After he saw her safely inside, Grant slammed the car into gear and spun out of the drive.

***

The music of hundreds of voices—human and stone—flowed over young Delia in waves. Her father hadn’t wanted to take her to the auction preview, but he had no choice. She was on spring break from her first year at the Hancock School, and Vernon Forrest didn’t know what else to do with her.

She’d been thrilled. The sculptures in the vast cavernous warehouse treated her like their guest of honor. She grinned when a stone Buddha invited her to rub his belly. She blushed when the charioteers on a sandstone frieze whistled at her. When a small Lord Shiva sang his greeting, she lifted her hand to wave at him—and felt the hard slap on her forearm.

Her father clamped her wrist in an iron grip. Staring straight ahead, he towed her, shuffling and stumbling, through the warehouse. She ignored the joyful greetings of fauns and dryads, of children and of heroes. She also ignored her father’s colleagues and foes as they stopped to greet him, showing all their teeth when they smiled at her.

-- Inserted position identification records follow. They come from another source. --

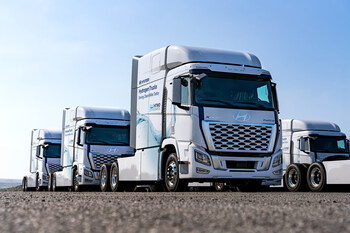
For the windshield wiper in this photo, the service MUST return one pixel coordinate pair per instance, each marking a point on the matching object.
(219, 101)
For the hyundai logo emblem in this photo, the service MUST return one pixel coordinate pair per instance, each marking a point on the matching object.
(241, 116)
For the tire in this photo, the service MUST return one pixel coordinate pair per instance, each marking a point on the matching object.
(316, 177)
(114, 178)
(37, 186)
(219, 187)
(76, 186)
(295, 177)
(105, 172)
(172, 182)
(24, 185)
(249, 186)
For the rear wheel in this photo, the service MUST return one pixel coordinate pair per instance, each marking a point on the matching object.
(172, 180)
(104, 177)
(316, 177)
(294, 177)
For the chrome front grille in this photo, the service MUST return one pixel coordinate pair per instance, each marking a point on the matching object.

Which was also a mistake. When the last combed-over scavenger moved on to feign fascination with a wicker chair next to a purring marble cat, her father rounded on her.

“Too good to talk to people, huh? Go back to that corner.” He jerked his grizzled head at the north side of the building, where the sunset sliced through the high row of warehouse windows. “Wait until I come for you. And for God’s sake, sit still and be quiet.”

Delia wove between the tables and ducked behind crates. Another dealer had gone bankrupt, and Wolverton International had bought the guy out, lock, stock and barrel. Bits and pieces from a dozen major estates would be auctioned the next morning.

If she were very quiet, if she hid, maybe Father would forget her altogether. She’d seen a snack bar on the way into the warehouse, and four-poster and brass beds scattered throughout the massive facility. She could live here for weeks.

Delia turned a corner and caught her breath—nested before her in the straw of a huge crate stood a statue of a woman and man, coupling. Their moans were quiet, but the vibrations reverberated through her lower belly, and her face flushed red and hot.

“Aren’t you a pretty one,” purred the woman. She was angled so her face looked over the man’s shoulder, one creamy marble leg wrapped around his narrow waist. Her thigh gleamed golden in the last rays of the sun. Her right hand twined through detailed curls of his hair while her left palm flattened between the sinews of his back muscles. His buttocks were forever clenched in thrust, his mouth locked on the side of her throat. She’d been carved with the heavy-lidded, self-satisfied gaze of a woman who had a man right where she wanted him.